By: Lorelei Erisis*/TRT Columnist–
I have previously addressed in this column the dilemma of “coming out” to one’s immediate family. But what happens beyond that? Once you are “out” as trans to your family, community, co-workers, Facebook friend list, etc., there can still be a lot of “coming out” situations that a transgender person will have to deal with.
Let me lay out the scene for you. It’s summer, the time for family gatherings and homecomings for the more distant fringes.
Now, as it happens, I grew up in a beach resort. I’m close enough to a native Cape Codder that my actual first words were “G-ddamn tourists.” I grew up down there, but all of my close family members on Cape have either moved or passed away. So, when my mother said she was coming up from Florida for a week to stay with a cousin of hers who has a place on Cape Cod, I jumped at the invitation to come and visit.
For all intents and purposes, I’ve been “out” as trans to my entire circle of family and friends for at least five years. However, this is extended family. The sort of people I’ve known my entire life, but only actually met on a handful of occasions, about whom my Mom will say, “Oh, you know so-and-so. You used to play together.” Well, yes, but the last time we actually saw each other, people were un-ironically listening to Rick Astley.
Basically, the only major detail these people know about my life is that I used to be (or appeared to be) a different gender. I prepared as best I could. I tried to pack clothes that were unlikely to scandalize anyone, but not so conservative that I would look like I was going to church. I’m an artist, so I get a bit of leeway there that others might not. Still, I ditched the miniskirt and wore comfy flats.
The question to ask is, what sort of gathering is this? Is it a somber situation, like a funeral? Something celebratory like a wedding? A drunken BBQ? What might any of the women (or men, for you transguys!) in your family wear to this sort of gathering? What sort of behavior is expected? Take “trans” out of the picture and look at the simple dynamics of what to expect.
In my case, a relaxed family summerhouse, likely to be filled with family and family friends looking to get some shopping and beach time in. I expected family already “in the know” and also folks who had no idea that they were about to meet a bona fide transsexual.
After a three hour coffee-fueled drive across the state, and an hour in traffic getting over the Bourne Bridge, I arrived at my destination and burst into a room full of strangers and almost-strangers, declaring my rather urgent need to urinate! Everybody is going to have questions and some will be more than a little surprised, but life still has its mundane needs and rituals. People may find a 6’4” transsexual hard to identify with, but everyone understands having to pee really, really bad after a long drive.

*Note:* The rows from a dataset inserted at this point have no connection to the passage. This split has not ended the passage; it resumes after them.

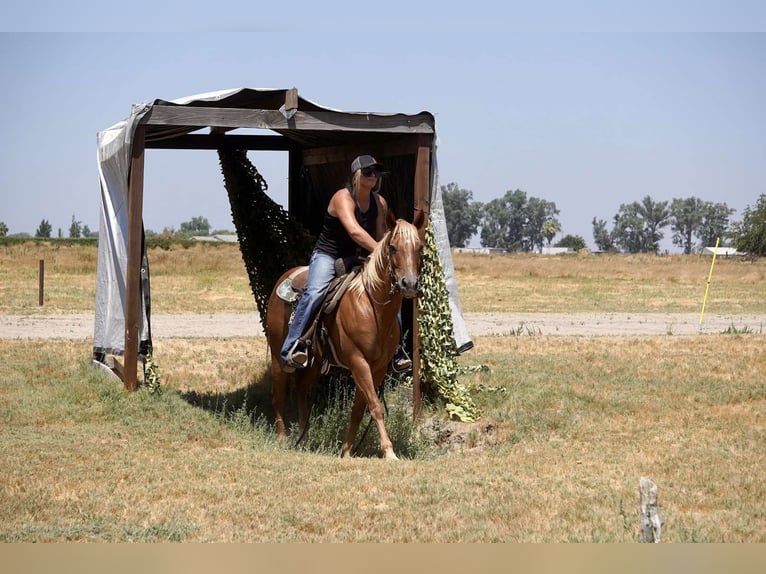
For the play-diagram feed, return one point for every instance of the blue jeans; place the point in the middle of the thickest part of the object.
(321, 274)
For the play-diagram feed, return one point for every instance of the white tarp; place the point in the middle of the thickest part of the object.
(115, 145)
(113, 154)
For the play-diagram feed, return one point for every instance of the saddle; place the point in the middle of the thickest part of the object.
(293, 286)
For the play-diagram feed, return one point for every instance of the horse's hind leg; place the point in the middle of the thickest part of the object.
(278, 385)
(303, 385)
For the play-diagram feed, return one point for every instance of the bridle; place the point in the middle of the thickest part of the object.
(392, 281)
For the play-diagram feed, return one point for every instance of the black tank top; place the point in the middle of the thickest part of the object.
(334, 240)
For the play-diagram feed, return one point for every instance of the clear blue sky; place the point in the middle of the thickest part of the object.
(588, 104)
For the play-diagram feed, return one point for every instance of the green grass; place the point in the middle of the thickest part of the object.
(569, 427)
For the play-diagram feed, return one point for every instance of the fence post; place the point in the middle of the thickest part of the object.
(651, 522)
(41, 286)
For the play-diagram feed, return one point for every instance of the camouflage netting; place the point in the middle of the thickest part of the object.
(439, 368)
(270, 240)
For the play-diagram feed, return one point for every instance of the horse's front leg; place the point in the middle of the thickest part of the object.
(357, 412)
(365, 386)
(278, 384)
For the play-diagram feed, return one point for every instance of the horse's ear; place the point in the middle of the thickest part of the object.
(390, 219)
(420, 219)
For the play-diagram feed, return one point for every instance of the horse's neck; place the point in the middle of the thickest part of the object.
(382, 294)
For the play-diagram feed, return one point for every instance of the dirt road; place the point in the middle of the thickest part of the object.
(80, 326)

It’s important to remember that while there’s this big pink elephant in the room that’ll need to be addressed eventually, ultimately people will react how you lead them to react. If you are comfortable with yourself, your family will feel more comfortable. I find it advantageous not to ignore the fact that I am transgender, but to refer to it like you might refer to any other quirk. Like being a card-carrying Tea Party member or a committed vegan. Everybody knows about it, but no one really knows how to broach the subject.
I will make sly references or brief comments about my gender status. It breaks the mood a little and helps folks to relax by showing that I am relaxed. It also allows me to most effectively find little moments to segue into answers about my transition, for the questions I know they are thinking.
If your family is anything like mine, there will be a bit of drinking going on. Whether it’s morning coffee or evening cocktails, this is an ideal time to talk. Your family will be at their most relaxed and engaged. By just slipping in a bit at a time, you will avoid “the speech.”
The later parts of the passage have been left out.